The purpose of this study was to evaluate the safety and efficacy of deflazacort vs. steroids. The primary endpoint of this study was change from baseline of muscle strength based on the Medical Research Council scale. The results demonstrated that in the first 12 weeks, compared to placebo, all three treatment arms demonstrated increased average muscle strength. The interval from 12-52 weeks demonstrated a greater preservation of muscle strength of the high and low dose deflazacort arms compared to the prednisone arm. Overall, at week 52, there was greater preservation of muscle strength of the high and low dose deflazacort arms compared to the prednisone arm . The side effect profile was also more favorable with the deflazacort arms. Weight gain was 18% of their body weight in the prednisone arm vs 5% in the deflazacort arms.

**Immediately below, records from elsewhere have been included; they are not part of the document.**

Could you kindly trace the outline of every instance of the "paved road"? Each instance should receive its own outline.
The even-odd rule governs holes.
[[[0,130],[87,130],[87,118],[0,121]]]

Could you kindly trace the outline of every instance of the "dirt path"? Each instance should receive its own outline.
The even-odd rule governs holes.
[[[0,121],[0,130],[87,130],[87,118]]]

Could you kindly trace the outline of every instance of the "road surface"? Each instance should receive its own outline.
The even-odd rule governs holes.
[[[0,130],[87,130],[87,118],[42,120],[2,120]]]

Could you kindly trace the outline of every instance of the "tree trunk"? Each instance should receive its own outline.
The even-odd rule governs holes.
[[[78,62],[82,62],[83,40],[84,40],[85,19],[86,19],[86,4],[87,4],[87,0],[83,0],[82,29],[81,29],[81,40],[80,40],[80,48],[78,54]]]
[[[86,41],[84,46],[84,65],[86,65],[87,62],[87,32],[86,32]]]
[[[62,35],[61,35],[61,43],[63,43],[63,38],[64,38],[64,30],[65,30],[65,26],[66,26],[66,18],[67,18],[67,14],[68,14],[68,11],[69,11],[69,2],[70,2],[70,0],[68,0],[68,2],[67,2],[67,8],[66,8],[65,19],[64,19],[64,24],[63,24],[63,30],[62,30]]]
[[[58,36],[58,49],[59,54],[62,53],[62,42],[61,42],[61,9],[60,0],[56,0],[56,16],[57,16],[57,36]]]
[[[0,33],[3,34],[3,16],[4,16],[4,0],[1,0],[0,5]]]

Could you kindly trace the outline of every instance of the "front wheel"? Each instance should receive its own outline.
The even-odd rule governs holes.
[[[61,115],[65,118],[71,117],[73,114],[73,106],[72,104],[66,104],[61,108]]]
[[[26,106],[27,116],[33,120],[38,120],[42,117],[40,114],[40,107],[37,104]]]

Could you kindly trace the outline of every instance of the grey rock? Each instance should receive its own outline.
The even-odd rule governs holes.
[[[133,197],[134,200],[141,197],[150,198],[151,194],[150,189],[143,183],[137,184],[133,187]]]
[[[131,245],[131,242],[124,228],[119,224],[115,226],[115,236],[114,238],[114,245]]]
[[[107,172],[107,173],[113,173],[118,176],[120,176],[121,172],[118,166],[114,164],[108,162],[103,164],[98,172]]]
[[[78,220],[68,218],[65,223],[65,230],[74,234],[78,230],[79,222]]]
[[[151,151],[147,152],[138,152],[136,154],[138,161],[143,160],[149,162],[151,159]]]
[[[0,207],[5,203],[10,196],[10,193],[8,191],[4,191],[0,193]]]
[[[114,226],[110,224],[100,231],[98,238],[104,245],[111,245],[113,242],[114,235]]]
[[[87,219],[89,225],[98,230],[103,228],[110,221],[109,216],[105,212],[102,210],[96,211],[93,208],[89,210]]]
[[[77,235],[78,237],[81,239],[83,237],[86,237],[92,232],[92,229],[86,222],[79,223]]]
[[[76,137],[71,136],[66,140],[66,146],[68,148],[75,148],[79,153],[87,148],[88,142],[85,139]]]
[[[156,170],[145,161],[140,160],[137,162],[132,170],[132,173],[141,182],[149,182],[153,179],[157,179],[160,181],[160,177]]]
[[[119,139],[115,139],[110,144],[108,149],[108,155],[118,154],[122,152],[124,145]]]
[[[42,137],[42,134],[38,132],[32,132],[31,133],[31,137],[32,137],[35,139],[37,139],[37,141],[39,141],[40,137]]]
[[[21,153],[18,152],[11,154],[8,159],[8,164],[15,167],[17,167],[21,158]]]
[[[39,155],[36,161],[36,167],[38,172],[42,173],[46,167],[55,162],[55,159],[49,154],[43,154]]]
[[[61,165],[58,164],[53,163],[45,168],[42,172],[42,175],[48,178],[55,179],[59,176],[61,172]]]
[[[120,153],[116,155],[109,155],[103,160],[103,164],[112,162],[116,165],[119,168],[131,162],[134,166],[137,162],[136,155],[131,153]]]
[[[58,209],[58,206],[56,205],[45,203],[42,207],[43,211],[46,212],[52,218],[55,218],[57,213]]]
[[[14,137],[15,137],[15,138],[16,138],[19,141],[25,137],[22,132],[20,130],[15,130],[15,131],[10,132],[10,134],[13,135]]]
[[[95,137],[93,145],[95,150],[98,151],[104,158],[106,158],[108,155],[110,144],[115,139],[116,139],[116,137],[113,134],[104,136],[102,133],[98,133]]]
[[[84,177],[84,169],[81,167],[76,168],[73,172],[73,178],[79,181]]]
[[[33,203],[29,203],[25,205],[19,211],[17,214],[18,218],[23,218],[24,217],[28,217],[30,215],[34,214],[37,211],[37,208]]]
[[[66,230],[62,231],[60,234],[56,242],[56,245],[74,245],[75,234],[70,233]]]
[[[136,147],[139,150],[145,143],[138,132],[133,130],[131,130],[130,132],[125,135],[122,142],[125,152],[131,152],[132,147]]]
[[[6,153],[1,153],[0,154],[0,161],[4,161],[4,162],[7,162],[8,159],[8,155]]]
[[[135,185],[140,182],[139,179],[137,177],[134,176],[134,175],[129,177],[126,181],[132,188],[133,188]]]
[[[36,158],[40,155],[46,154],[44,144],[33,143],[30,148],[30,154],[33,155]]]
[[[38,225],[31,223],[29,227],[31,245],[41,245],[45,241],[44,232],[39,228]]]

Behavioral changes were more common in the prednisone arm but Cushingoid appearance, short stature, and cataracts were more common in the deflazacort arms.

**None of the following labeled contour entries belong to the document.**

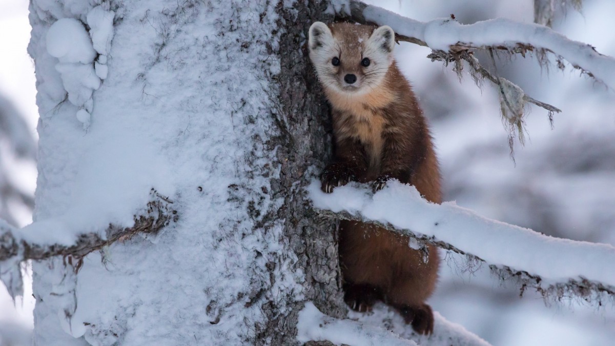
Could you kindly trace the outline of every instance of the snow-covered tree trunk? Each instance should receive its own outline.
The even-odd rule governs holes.
[[[39,174],[20,236],[104,238],[153,198],[176,213],[34,262],[35,344],[287,345],[306,300],[345,313],[335,223],[303,190],[330,151],[304,46],[327,6],[31,1]]]

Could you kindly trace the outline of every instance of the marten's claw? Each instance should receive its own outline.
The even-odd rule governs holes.
[[[320,190],[325,193],[331,193],[336,187],[344,186],[355,179],[352,171],[339,164],[331,165],[320,174]]]
[[[398,305],[396,307],[406,323],[412,325],[415,332],[429,335],[434,332],[434,313],[427,304],[419,306]]]
[[[374,180],[374,182],[371,183],[371,191],[375,193],[384,188],[384,187],[386,186],[386,181],[387,180],[389,180],[388,177],[378,177],[376,178]]]

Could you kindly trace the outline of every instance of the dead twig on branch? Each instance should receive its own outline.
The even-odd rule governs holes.
[[[109,224],[104,236],[98,233],[80,235],[74,244],[36,244],[16,238],[17,230],[8,224],[0,223],[0,280],[14,298],[22,291],[20,264],[24,260],[40,260],[54,256],[63,256],[67,263],[79,268],[81,259],[117,241],[125,241],[137,234],[156,234],[178,218],[172,208],[173,202],[153,189],[153,199],[148,203],[146,212],[135,215],[135,224],[122,227]],[[73,262],[74,262],[73,264]]]

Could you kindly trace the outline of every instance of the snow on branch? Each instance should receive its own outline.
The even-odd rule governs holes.
[[[422,22],[360,1],[350,2],[339,15],[360,23],[389,25],[399,41],[454,54],[462,50],[497,49],[523,54],[543,49],[566,59],[576,68],[615,89],[615,58],[601,54],[583,42],[573,41],[552,29],[505,18],[463,25],[453,18]]]
[[[582,0],[534,0],[534,22],[551,27],[555,10],[559,6],[562,10],[572,7],[581,12],[583,7]]]
[[[420,336],[394,309],[376,304],[371,313],[351,312],[349,318],[327,316],[311,302],[299,312],[297,340],[306,345],[430,345],[489,346],[489,343],[434,312],[434,333]]]
[[[504,280],[517,279],[521,293],[533,288],[545,299],[581,297],[590,304],[615,297],[615,247],[544,235],[490,220],[454,202],[435,204],[416,189],[395,180],[373,194],[353,183],[325,194],[308,187],[320,214],[373,223],[485,262]],[[417,244],[410,244],[416,247]]]
[[[152,199],[143,214],[134,216],[135,224],[122,227],[109,224],[104,233],[79,235],[73,244],[47,240],[38,244],[18,237],[17,228],[0,220],[0,280],[13,298],[23,292],[20,264],[26,260],[42,260],[63,256],[68,264],[78,270],[85,255],[108,246],[116,241],[126,241],[138,233],[157,233],[172,221],[177,220],[172,201],[152,190]],[[51,235],[53,236],[53,235]]]

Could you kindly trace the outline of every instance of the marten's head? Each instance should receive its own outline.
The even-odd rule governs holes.
[[[309,28],[309,57],[323,86],[350,95],[378,88],[393,61],[390,26],[317,22]]]

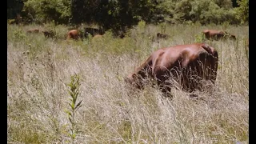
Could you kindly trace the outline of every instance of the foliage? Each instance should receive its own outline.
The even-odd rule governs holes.
[[[30,22],[55,24],[67,23],[70,18],[69,0],[27,0],[24,2],[23,12]]]
[[[81,85],[79,80],[79,76],[74,74],[71,76],[70,83],[67,84],[67,86],[70,87],[68,92],[71,98],[70,98],[70,102],[69,103],[69,106],[70,106],[70,110],[66,110],[66,113],[68,114],[68,118],[70,122],[69,136],[72,139],[72,143],[74,143],[76,134],[78,133],[78,128],[74,121],[74,115],[76,111],[82,106],[81,103],[82,102],[82,100],[81,100],[78,104],[76,103],[78,96],[79,94],[79,86]]]
[[[248,23],[249,20],[249,0],[238,0],[239,7],[235,8],[237,18],[242,23]]]
[[[246,23],[248,10],[248,0],[11,0],[7,18],[21,12],[28,22],[96,24],[118,33],[140,21],[147,24]]]

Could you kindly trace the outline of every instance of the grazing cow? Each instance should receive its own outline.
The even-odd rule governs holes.
[[[85,37],[88,38],[88,34],[90,34],[93,37],[96,34],[104,34],[104,31],[102,29],[95,29],[95,28],[90,28],[90,27],[86,27],[85,29]]]
[[[53,30],[42,30],[42,31],[46,38],[54,38],[55,34]]]
[[[202,33],[206,38],[209,40],[220,40],[222,38],[230,38],[236,40],[236,37],[234,34],[230,34],[226,31],[215,30],[206,30]]]
[[[146,78],[154,78],[163,93],[170,92],[170,86],[176,81],[182,90],[191,92],[201,90],[200,80],[210,80],[214,83],[218,61],[216,50],[205,43],[162,48],[153,52],[125,81],[142,89]]]
[[[157,38],[160,39],[160,38],[163,38],[163,39],[167,39],[169,38],[169,35],[166,34],[161,34],[161,33],[158,33],[157,34]]]
[[[73,38],[78,40],[79,37],[79,31],[78,30],[71,30],[67,33],[66,39]]]
[[[39,33],[39,29],[30,29],[26,32],[27,33]]]

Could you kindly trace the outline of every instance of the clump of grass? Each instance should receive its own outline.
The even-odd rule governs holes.
[[[159,43],[149,37],[161,32],[161,26],[137,26],[122,39],[106,34],[97,43],[27,34],[32,27],[38,26],[7,26],[8,143],[248,143],[249,50],[242,38],[207,41],[222,59],[211,94],[196,91],[190,98],[173,88],[170,101],[151,86],[128,90],[120,78],[156,49],[202,41],[199,32],[222,26],[166,24],[171,38]],[[248,37],[248,26],[226,29]],[[14,36],[17,30],[25,39]],[[68,28],[56,26],[56,31],[61,36]],[[63,83],[71,81],[63,81],[74,73],[86,81],[75,84],[74,78],[77,100],[69,105],[63,95],[71,89]],[[76,110],[81,100],[84,109]]]

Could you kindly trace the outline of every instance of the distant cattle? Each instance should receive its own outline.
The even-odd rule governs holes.
[[[54,38],[55,33],[54,30],[42,30],[42,31],[46,38]]]
[[[30,29],[26,32],[27,33],[39,33],[39,29]]]
[[[201,90],[201,80],[216,80],[218,56],[205,43],[178,45],[153,52],[147,60],[128,75],[125,81],[142,89],[147,78],[154,79],[163,93],[170,92],[174,82],[187,91]]]
[[[79,38],[79,30],[71,30],[70,31],[69,31],[67,33],[67,37],[66,37],[66,39],[70,39],[70,38],[72,38],[72,39],[75,39],[75,40],[78,40]]]
[[[88,38],[89,34],[93,37],[96,34],[104,34],[104,30],[102,29],[96,29],[96,28],[90,28],[86,27],[85,28],[85,37]]]
[[[161,34],[161,33],[158,33],[157,34],[157,38],[160,39],[160,38],[163,38],[163,39],[168,39],[169,38],[169,35],[166,34]]]
[[[206,38],[209,40],[220,40],[222,38],[230,38],[236,40],[236,37],[234,34],[230,34],[226,31],[215,30],[205,30],[202,31],[205,34]]]

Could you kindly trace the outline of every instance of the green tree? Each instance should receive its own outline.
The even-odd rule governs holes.
[[[235,8],[237,18],[241,23],[248,23],[249,20],[249,0],[238,0],[238,7]]]

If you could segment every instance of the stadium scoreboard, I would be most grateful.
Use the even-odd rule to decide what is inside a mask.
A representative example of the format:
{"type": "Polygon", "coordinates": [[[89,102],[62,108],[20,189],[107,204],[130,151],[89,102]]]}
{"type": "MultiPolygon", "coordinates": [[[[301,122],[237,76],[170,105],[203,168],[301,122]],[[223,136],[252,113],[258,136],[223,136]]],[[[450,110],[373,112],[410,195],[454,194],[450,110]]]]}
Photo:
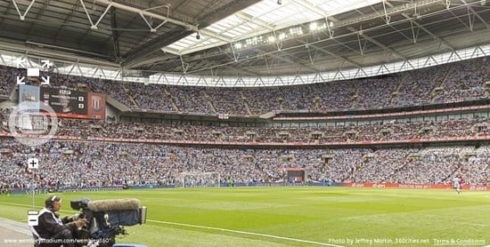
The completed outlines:
{"type": "Polygon", "coordinates": [[[52,86],[20,85],[19,103],[40,101],[58,116],[105,119],[105,94],[52,86]]]}

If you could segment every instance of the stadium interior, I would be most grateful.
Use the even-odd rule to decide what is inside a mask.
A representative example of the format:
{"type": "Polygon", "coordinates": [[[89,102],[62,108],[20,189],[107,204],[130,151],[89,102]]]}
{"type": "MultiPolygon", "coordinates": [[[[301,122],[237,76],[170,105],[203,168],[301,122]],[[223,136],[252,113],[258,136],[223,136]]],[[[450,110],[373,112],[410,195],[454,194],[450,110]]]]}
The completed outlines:
{"type": "Polygon", "coordinates": [[[0,187],[489,186],[489,4],[340,2],[1,1],[0,187]]]}

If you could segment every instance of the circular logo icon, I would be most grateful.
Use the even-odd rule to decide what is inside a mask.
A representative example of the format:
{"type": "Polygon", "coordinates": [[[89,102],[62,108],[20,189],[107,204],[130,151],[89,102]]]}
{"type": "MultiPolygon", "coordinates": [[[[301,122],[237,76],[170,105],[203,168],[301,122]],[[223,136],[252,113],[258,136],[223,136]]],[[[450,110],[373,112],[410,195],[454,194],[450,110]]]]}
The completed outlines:
{"type": "Polygon", "coordinates": [[[56,113],[41,101],[23,101],[9,116],[9,130],[15,139],[26,146],[48,142],[58,130],[56,113]]]}

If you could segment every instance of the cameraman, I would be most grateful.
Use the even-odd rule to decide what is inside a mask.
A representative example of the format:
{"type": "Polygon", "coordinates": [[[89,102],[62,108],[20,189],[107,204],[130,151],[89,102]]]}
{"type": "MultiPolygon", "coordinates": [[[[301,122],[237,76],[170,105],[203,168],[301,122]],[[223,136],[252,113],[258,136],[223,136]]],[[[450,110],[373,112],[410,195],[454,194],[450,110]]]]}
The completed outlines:
{"type": "Polygon", "coordinates": [[[37,216],[38,225],[34,227],[34,234],[40,242],[39,246],[75,246],[74,233],[77,228],[85,226],[85,219],[75,219],[73,217],[61,219],[56,213],[61,207],[60,196],[49,196],[45,201],[45,205],[37,216]]]}

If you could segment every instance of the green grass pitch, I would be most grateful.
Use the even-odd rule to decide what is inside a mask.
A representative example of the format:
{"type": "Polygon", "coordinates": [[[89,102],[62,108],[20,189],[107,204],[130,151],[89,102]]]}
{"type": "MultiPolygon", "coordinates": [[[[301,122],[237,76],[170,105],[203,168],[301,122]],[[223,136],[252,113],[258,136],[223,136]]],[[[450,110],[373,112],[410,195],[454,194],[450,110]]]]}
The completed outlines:
{"type": "MultiPolygon", "coordinates": [[[[138,198],[148,222],[118,243],[148,246],[486,246],[490,193],[353,187],[221,187],[62,193],[138,198]]],[[[40,209],[48,195],[37,195],[40,209]]],[[[1,195],[0,217],[27,222],[29,195],[1,195]]],[[[27,223],[26,223],[27,224],[27,223]]]]}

Overall, this study does support deflazacort having better efficacy after 52 weeks compared to prednisone. There was no significant efficacy difference between the high and low doses of deflazacort. Thus, the authors concluded that steroids are better than placebo in preservation of motor function and that deflazacort had lower incidence of weight gain and psychiatric side effects.
: Deflazacort, although already widely used in other countries, was recently approved by the FDA specifically for the treatment of boys with Duchene muscular dystrophy (DMD). While this study does demonstrate better efficacy and lower side effects of deflazacort vs prednisone, the data is 20 years old. Endpoints that are used in current trials were not employed with this study (such as the 6-minute walk distance) which the authors did acknowledge. Considering the cost of the drug, physicians need to give careful consideration of data in this article. Another study (for DMD) will have more current information regarding the efficacy of steroid regimes in DMD.